Some Allele attributes are inherited from Variation.

Field

Type

Limits

Description

id

string

0..1

The ‘logical’ identifier of the entity in the system of record, e.g. a UUID. This ‘id’ is unique within a given system. The identified entity may have a different ‘id’ in a different system, or may refer to an ‘id’ for the shared concept in another system (e.g. a CURIE).

label

string

0..1

A primary label for the entity.

description

string

0..1

A free-text description of the entity.

extensions

Extension

0..m

type

string

0..1

MUST be “Allele”

digest

string

0..1

A sha512t24u digest created using the VRS Computed Identifier algorithm.

expressions

Expression

0..m

location

IRI | Location

1..1

The location of the Allele

state

SequenceExpression

1..1

An expression of the sequence state

Implementation Guidance

Sequence Location Coordinates

The location property of the allele will almost always have start and end coordinates that are specified using integers (not Range).

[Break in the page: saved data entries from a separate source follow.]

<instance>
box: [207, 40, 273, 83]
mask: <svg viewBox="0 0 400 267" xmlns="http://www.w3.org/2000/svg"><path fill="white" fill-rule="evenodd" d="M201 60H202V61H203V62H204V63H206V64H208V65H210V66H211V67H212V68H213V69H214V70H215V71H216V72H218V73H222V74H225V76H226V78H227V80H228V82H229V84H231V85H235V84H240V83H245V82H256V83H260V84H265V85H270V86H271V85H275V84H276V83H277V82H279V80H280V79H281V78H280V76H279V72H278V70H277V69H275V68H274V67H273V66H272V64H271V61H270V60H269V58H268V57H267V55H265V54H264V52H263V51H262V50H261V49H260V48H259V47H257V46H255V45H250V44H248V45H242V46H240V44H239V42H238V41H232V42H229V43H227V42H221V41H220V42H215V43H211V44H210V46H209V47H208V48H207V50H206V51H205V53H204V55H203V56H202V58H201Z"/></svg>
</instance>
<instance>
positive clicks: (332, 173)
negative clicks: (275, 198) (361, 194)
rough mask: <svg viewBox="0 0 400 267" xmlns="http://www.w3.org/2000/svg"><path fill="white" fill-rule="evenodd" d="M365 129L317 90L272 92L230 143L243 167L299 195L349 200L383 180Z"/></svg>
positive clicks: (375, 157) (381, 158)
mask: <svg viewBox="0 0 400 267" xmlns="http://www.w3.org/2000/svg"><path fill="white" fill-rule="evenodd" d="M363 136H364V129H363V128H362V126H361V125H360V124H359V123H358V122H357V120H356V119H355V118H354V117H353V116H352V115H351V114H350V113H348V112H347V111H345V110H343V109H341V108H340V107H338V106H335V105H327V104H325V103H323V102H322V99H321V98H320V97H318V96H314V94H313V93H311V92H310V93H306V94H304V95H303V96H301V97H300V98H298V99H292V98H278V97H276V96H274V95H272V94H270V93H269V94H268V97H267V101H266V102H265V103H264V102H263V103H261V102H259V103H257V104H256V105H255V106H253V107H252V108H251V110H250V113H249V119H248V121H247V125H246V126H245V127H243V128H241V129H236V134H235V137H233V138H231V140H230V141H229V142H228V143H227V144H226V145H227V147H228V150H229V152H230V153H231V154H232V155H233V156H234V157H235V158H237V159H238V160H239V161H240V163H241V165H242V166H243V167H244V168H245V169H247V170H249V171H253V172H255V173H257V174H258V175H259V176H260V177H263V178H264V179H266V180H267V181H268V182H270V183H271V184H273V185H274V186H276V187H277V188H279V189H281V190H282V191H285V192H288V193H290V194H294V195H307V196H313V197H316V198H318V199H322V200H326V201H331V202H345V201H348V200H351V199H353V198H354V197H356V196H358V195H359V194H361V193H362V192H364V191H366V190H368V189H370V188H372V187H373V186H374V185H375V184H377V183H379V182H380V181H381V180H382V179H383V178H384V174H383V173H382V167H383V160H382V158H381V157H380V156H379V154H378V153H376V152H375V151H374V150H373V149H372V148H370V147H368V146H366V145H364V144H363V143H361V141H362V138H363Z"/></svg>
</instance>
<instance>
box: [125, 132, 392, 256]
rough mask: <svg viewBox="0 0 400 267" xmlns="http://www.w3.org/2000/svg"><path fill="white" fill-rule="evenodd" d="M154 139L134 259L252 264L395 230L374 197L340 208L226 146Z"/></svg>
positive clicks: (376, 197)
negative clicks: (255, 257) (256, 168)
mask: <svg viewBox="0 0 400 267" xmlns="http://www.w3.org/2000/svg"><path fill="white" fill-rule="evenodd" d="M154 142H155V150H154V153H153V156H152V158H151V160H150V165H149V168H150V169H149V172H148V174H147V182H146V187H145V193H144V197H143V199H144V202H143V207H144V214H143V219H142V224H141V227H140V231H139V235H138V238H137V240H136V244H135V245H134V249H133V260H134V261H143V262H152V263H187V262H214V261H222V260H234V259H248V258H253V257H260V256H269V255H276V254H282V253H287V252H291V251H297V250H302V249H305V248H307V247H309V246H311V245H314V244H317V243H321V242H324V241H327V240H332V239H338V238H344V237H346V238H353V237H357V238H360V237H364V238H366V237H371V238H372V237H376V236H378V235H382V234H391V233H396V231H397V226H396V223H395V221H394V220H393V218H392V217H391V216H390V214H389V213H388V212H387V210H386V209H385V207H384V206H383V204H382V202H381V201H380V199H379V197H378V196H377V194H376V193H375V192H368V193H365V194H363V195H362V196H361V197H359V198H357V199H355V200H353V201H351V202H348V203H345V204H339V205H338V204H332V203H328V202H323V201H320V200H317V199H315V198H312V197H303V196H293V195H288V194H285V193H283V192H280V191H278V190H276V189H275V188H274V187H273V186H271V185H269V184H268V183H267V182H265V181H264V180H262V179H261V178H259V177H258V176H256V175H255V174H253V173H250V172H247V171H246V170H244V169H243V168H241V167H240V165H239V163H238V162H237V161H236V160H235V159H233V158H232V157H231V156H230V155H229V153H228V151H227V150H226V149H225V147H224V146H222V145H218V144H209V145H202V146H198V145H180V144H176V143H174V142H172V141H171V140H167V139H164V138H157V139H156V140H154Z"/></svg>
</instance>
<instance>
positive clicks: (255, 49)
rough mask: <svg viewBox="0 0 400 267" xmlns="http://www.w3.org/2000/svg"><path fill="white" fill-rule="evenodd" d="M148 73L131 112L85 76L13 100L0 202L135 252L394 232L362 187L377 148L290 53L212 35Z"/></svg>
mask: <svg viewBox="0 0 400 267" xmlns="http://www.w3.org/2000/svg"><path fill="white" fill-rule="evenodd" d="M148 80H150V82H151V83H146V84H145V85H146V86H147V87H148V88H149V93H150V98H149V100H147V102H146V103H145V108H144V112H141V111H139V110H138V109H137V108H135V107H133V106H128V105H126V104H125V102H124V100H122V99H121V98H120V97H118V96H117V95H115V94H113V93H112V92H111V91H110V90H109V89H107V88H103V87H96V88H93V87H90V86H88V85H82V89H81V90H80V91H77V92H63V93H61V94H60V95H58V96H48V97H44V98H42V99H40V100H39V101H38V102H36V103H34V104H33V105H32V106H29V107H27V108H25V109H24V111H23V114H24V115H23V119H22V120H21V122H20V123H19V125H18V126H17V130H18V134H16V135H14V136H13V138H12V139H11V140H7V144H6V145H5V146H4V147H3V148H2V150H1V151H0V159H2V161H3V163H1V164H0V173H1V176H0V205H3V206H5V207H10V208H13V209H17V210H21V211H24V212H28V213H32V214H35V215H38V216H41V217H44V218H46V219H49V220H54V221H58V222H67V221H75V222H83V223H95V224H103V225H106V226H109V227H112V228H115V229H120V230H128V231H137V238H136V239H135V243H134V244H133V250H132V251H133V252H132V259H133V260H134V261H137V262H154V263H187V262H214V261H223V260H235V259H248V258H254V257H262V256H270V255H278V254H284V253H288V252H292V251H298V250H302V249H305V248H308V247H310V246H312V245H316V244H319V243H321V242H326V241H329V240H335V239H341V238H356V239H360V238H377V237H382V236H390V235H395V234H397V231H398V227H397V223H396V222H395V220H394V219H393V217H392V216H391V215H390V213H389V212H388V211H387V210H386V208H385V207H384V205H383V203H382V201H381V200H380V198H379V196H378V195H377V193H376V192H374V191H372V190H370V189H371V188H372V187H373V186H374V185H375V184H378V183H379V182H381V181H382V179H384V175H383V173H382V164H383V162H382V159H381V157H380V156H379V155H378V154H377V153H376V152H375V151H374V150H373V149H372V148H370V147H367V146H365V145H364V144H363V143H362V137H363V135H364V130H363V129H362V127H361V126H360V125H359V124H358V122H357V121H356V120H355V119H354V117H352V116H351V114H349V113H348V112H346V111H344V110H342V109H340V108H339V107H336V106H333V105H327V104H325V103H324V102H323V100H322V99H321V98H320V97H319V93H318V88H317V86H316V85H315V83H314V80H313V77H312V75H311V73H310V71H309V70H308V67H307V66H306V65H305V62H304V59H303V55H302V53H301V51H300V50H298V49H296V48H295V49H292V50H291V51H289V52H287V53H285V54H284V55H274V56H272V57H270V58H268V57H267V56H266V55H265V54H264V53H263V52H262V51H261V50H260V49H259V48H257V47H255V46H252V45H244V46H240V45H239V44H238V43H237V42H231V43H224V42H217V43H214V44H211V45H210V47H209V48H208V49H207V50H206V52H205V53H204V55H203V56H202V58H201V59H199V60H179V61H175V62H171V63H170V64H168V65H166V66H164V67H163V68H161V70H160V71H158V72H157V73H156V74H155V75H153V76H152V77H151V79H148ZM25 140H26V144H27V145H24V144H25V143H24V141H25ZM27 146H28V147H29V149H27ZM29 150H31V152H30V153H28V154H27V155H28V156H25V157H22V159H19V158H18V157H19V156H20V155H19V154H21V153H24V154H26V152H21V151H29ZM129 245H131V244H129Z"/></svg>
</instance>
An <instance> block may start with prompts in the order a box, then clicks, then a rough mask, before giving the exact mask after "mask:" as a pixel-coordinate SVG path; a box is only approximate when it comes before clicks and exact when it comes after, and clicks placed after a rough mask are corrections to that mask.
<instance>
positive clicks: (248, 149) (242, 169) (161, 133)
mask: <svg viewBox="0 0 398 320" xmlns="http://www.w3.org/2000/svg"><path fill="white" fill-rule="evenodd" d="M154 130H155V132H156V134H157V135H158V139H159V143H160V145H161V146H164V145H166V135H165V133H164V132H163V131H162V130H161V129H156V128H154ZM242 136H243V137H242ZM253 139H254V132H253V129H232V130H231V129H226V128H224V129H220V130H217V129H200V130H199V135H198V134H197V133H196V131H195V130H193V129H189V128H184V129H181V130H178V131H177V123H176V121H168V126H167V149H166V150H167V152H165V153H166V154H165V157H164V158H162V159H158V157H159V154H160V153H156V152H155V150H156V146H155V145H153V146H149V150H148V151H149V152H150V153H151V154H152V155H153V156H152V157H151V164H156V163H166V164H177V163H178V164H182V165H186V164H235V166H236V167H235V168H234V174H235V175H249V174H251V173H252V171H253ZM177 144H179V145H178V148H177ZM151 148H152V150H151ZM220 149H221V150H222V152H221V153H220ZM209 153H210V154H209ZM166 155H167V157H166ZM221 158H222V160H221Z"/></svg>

There are some situations, such as the detection of deleted sequence by microarray, where it may be appropriate to represent the variant as an Allele; however, other classes for representing such findings should also be considered (e.g. CopyNumberCount).

Normalization

The Allele also includes conventions for variant normalization (see Allele Normalization) that allows for compact and uniform representation of variants.

New in v2

In VRS v1.x, normalization included methods for full justification of variants, as derived from the NCBI VOCA algorithm. In v2, this has been extended to include reference length encoding (see ReferenceLengthExpression), to accommodate compressed representation of variants that occur in large repetitive regions.

For alleles in small repeating regions, it may be convenient to also use the ReferenceLengthExpression.sequence attribute to represent the sequence state explicitly alongside the reference encoding.

Expressions

New in v2

The v2 variation classes now support expressions. This is a convenient mechanism for annotating Alleles using string syntaxes following the conventions other variant standards (e.g. HGVS, SPDI) and resources (e.g. ClinVar, gnomAD).